𝔗𝔯𝔬𝔦𝔰𝔦𝔢𝔪𝔢 𝔡𝔢𝔲𝔵
«– Tu es certain que tu n'as pas juste rêvé ?»
Ma sortie au restaurant n'a été rendu obligatoire que parce que Sunoo, se plaignant de ne plus me voir assez régulièrement, est venu me kidnapper dans mon propre appartement. J'ai été forcé d'enfiler un pull attrapé sur le tas d'une de mes étagères «de la honte» — toujours les mots de ma mère —, un vieux pantalon de lin que j'enfilais jadis lors de mes filages à Los Angeles, juste après mon diplôme, et une veste immense que je n'ai jamais porté. Je n'ai sans doute pas grand sens de la mode mais j'ai conscience qu'à côté du noiraud, je fais tâche. Il m'a enfilé son écharpe bleuté pour cacher la misère. Autant dire que je ne croise pas longuement les regards des New Yorkais à la pointe des dernières tendances.

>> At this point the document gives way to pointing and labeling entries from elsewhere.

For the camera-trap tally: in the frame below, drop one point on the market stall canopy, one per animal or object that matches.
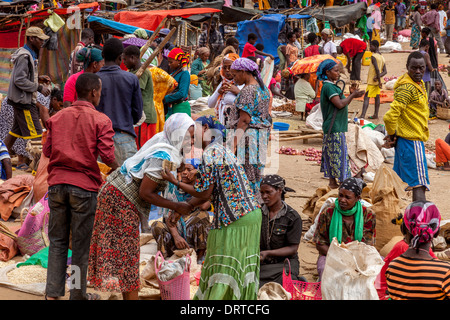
(151, 19)
(338, 16)
(102, 25)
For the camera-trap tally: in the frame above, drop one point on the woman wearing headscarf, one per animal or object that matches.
(281, 230)
(176, 101)
(92, 62)
(251, 119)
(347, 220)
(335, 160)
(222, 99)
(407, 274)
(124, 203)
(191, 231)
(231, 267)
(198, 68)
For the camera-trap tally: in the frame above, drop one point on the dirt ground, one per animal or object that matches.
(305, 177)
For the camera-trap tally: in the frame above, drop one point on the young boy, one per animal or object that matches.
(5, 162)
(77, 136)
(438, 98)
(147, 129)
(374, 84)
(250, 49)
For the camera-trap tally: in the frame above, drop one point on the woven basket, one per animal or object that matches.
(178, 288)
(300, 290)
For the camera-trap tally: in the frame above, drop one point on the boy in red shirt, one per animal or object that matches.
(250, 49)
(77, 136)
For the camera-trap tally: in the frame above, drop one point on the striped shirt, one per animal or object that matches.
(408, 113)
(413, 279)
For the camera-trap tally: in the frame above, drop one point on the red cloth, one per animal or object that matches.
(249, 50)
(399, 248)
(353, 46)
(77, 136)
(150, 20)
(144, 133)
(312, 51)
(70, 94)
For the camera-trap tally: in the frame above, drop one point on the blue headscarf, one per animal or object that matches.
(325, 66)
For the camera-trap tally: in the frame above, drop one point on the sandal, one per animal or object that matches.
(93, 296)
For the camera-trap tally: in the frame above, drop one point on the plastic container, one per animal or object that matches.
(301, 290)
(281, 126)
(367, 57)
(178, 288)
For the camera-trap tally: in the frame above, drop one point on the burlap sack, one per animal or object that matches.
(387, 194)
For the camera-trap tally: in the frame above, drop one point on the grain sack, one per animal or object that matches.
(387, 193)
(350, 272)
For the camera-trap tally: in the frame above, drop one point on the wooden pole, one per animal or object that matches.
(153, 36)
(155, 53)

Le maquilleur m'a coiffé dans l'ascenseur, pour me donner meilleur mine, et pincer mes joues comme une mère poule qui sublime son fils partant à la rencontre de l'amour de sa vie. Pour la blague, il m'a aussi pincé le nez et s'est exclamé de ma beauté retrouvée. Vous vous doutez qu'en croisant mon reflet dans le miroir, je ressemblais à un éméché.
Le froid de décembre n'a rien arrangé !
«– D'un gars à tomber qui fait partie d'une secte ?, je siffle en picorant mon assiette. J'aurai préféré !»
Sunoo nous a réservé une table dans le restaurant français en bas de ma rue, tenu par des américains qui n'ont voyagé à Paris qu'une fois pour une pauvre semaine et que se revendique chefs spécialisés, et m'a évidemment prévenu uniquement en passant ma porte tout à l'heure. Malgré la nourriture fade ou trop salé, trop huileuse et excessive, l'enseigne est constamment pleine à craquer. Il y a un tel brouhaha qu'en commandant un hachis parmentier, le serveur à dû s'y reprendre à deux fois avant de deviner ce que je racontais. La musique est un poil trop forte pour que l'ambiance se prête à l'élégance si mythique des brasseries françaises — s'ils savaient !
«– Et il est chez monsieur Lee, tu as dit ?, s'intéresse mon ami en coupant son entrecôte à point.»
Sunoo est un crime pour la nourriture comme je suis une poire en sport de combat. En le voyant avalé son généreux morceau, je me demande comment sa bouche peut encore avoir de la salive pour l'envoyer bouler dans sa gorge. Il n'a pas bu une seule fois !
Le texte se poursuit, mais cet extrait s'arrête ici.